A test for recent TB exposure may be of value for TB control programmes or epidemiological researchers seeking to monitor ongoing TB exposure in the community. Traditional tests that require the administration of exogenous antigen at the time of the test (intra-dermal in the case of the TST or in vitro in the case of IGRA) measure durable immune responses that are largely independent of the timing of the original natural exposure [47]. Identifying recent natural (repeat) exposure is especially difficult in a high-burden setting where the background prevalence of IGRA or TST positivity is high. In contrast, the in vivo immune response to naturally-occurring infection measured by a transcriptome test should abate when infection is cleared and may therefore provide more precise temporal information of recent exposure, including repeat exposure in a high-burden setting. Such a test may be of value to identify environments and populations where there are high rates (‘hot spots’) of TB exposure and transmission and where active case-finding and infection control measures could be enhanced: more than half of prevalent culture positive TB disease is asymptomatic, and much transmission goes unrecognised [8, 9].

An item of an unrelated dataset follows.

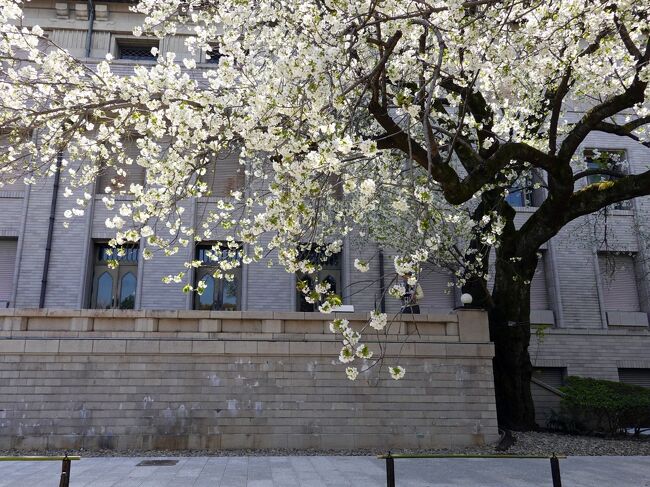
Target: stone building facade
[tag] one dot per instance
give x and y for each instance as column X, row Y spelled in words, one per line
column 591, row 292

A transcriptome signature also has the potential to improve the selection of patients for preventive treatment. Traditional tests have a low positive predictive value for disease progression: IGRA/TST results did not add significantly to a clinical/demographic risk score, [48] and the excess risk associated with a positive versus negative IGRA/TST is relatively modest [49]. Our study was not designed to identify a signature that would predict progression of active TB disease; however our signature contained many of the genes shown to predict disease progression in adolescents in South-Africa and contacts in the UK (two out of the three reported genes, BATF2 and SCARF1) [10, 36]. Our study lends further support to the potential of this approach for application in an Asian population.

Limitations of our study include the relatively small sample size, although it was comparable to other exploratory studies in the field and proved sufficient to identify a signature and analyse associated pathways. We did not collect information on socioeconomic status of contacts and controls that might partially confound the findings, although differences would be unlikely to account for the gene signature in the contacts, given that it included well known TB-associated genes and protein pathways. Our signature, although biologically plausible and consistent with published literature, would require validation in a large independent cohort prior to widespread use for the detection of recent TB exposure. We performed one transcriptome measurement per participant and did not examine evolution of the individual components of the signature over time. A macaque study (where the precise timing of exposure is known) found the greatest differential expression of genes from pre-infection values occurred between 20 to 56 days post-infection, and by day 120 following infection the whole blood signature had returned to baseline values [8]. The median time from estimated exposure to sampling in our study was 95 days which may have missed the peak response in some patients. However, a comprehensive and systematic description of longitudinal changes would require more precise knowledge of the timing of first exposure as well as collection of baseline samples soon after exposure, both of which are challenging.

Conclusions

We have expanded the scope of application of transcriptomics to identify a signature of recent TB exposure, independent of IGRA testing. Further validation studies and work to optimise the signature are needed, followed by validation of a reduced set of genes by RT-PCR, but this research illustrates the potential for this approach to be applied for screening to identify areas of high TB exposure that could benefit from enhanced case finding and infection control measures; and supports the potential of transcriptomics to identify more precisely the individuals who would benefit from preventive treatment.